Topical Training Tip

Following my recent success in the Dundonald 10.5K , gaining a well deserved Spot Prize, I thought it would be worthwhile sharing yet another Topical Training Tip , or as we aficionados call it, a "3 T".

This one is more to do with the etiquette of pack running and can be applied when a colleague is not on top form; this could be down to what we call in the trade " Low Self Esteem", or to give it its abbreviated form, LSE, not to be confused of course with an Educational Institution made up from the same letters, that saw riot and insurrection in the late 1960s .

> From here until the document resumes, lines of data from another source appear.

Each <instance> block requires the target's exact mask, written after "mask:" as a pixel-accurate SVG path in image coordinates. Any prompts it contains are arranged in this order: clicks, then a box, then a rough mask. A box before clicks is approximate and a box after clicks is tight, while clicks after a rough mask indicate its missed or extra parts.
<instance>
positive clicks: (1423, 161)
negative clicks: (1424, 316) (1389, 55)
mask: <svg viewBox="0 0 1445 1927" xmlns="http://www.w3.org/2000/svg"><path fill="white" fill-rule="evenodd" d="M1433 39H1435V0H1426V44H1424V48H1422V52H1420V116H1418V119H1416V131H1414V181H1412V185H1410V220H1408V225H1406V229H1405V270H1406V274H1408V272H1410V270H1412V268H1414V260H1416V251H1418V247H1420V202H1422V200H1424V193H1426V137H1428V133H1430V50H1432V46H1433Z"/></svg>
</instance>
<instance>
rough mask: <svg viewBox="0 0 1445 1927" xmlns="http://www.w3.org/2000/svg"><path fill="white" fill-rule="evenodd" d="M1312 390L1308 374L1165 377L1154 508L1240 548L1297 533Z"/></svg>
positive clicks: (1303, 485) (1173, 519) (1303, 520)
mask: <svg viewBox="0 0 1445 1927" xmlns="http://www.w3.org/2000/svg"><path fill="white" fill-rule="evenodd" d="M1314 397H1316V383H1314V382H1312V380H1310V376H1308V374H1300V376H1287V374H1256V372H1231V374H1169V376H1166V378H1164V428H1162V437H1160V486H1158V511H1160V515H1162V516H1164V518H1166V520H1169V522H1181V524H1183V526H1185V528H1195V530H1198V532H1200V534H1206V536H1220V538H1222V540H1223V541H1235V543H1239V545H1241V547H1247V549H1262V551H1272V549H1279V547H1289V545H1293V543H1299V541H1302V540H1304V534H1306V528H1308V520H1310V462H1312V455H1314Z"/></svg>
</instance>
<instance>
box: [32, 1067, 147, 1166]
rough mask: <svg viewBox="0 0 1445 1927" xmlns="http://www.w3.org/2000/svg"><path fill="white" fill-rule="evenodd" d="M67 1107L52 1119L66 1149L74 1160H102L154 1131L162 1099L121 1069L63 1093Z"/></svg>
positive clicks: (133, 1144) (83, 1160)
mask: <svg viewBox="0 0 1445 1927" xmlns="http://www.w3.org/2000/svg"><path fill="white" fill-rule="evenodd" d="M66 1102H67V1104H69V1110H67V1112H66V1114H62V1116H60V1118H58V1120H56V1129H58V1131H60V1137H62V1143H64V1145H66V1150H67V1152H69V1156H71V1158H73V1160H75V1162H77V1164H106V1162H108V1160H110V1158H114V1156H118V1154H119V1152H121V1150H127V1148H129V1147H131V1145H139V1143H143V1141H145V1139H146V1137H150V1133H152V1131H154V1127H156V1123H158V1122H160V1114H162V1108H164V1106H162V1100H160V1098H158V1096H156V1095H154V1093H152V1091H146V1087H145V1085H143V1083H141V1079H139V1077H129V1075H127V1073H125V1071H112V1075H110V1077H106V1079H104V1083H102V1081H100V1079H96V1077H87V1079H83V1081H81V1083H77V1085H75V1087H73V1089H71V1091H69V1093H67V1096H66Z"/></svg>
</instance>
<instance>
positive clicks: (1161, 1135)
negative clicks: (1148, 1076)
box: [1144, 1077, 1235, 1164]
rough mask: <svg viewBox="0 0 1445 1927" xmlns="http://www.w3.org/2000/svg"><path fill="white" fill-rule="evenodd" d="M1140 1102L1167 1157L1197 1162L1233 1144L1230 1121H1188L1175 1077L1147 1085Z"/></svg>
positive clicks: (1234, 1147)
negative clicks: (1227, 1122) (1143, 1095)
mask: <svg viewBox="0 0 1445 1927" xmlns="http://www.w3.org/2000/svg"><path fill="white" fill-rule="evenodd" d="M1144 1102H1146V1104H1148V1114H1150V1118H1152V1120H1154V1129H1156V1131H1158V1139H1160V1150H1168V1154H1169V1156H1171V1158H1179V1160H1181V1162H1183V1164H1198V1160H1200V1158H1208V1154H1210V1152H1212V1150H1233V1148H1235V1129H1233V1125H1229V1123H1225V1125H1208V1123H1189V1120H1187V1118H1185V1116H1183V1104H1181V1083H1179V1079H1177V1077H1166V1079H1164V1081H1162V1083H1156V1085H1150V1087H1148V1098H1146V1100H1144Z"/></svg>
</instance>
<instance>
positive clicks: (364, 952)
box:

A way of boosting LSE is if one is out with the Pack and an acquaintance of the person suffering from LSE is spotted, LSE can be seriously enhanced by allowing the colleague, let's call him "C", to surge ahead of the Pack, accompanied by the Pack Members offering encouragement such as :

"C, we have been chasing you all night, just caught you up and you surge again "

" C, what have you been on, you must a dead cert for the Olympics"

"C, can you slow down and give us a chance"

These should be accompanied by much gasping, puffing and an air of general fatigue and destitution. It does help of course if the acquaintance knows b****** all about running , as it is only in such a context that this really works; anybody who knows anything about Athletics will of course see through the bluff right away and thus indeed could lead to a worsening of LSE. Expert advice should thus be sought on its application.